Okay, I've been reading articles and the paper about Kademlia recently to implement a simple p2p program that uses kademlia dht algorithm. And those papers are saying, those 160-bit key in a Kademlia Node is used to identify both nodes (Node ID) and the data (which are stored in a form of tuple).
I'm quite confused on that 'both' part.
As far as my understanding goes, each node in a Kademlia binary tree uniquely represents a client(IP, port) who each holds a list of files.
Here is the general flow on my understanding.
- Client (.exe) gets booted
- Creates a node component
- Newly created node joins the network (bootstrapping)
- Sends find_node(filehash) to k-closest nodes
- Let's say hash is generated by hashing file binary named file1.txt
- Received nodes each finds the queried filehash in its different hash table
- Say, a hash map that has a list of files(File Hash, file location)

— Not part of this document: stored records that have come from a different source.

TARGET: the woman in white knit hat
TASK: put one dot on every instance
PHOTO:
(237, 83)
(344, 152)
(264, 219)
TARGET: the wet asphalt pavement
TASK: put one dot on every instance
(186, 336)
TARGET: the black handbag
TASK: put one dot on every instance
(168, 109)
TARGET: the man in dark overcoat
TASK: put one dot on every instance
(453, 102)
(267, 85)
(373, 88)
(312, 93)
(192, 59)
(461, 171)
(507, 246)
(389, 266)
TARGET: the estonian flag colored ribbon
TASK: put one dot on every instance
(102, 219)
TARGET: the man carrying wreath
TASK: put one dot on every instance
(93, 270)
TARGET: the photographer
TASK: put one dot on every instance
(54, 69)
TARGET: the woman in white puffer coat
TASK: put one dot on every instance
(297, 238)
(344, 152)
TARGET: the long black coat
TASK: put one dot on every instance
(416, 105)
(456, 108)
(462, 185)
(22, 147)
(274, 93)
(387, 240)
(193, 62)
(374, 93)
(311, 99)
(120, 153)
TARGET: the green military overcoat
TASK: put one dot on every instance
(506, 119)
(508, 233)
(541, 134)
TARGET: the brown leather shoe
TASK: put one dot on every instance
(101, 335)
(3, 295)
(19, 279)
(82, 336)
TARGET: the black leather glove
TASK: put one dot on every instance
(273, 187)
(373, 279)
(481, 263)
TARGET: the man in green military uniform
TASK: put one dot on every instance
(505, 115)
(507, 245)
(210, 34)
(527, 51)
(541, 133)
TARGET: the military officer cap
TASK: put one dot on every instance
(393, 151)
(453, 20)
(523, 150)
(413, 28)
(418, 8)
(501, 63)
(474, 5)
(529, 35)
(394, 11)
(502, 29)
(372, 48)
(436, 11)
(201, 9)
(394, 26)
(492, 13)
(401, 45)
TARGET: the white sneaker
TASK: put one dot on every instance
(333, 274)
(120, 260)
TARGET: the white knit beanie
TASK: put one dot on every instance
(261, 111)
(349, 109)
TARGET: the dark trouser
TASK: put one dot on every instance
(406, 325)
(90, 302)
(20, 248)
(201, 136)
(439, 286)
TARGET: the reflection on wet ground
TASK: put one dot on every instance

- Step 4,5 repeated until the node is found (meanwhile all associated nodes are updating the buckets)
Does this flow look all right?
Additionally, bootstrapping method of Kademlia too confuses me. When the node gets created (user executes the program), It seems like it uses bootstrapping node to fill up the buckets. But then what's bootstrapping node? Is it another process that's always running? What if the bootstrapping node gets turned off?
Can someone help me better understand the concept?
Thanks for the help in advance.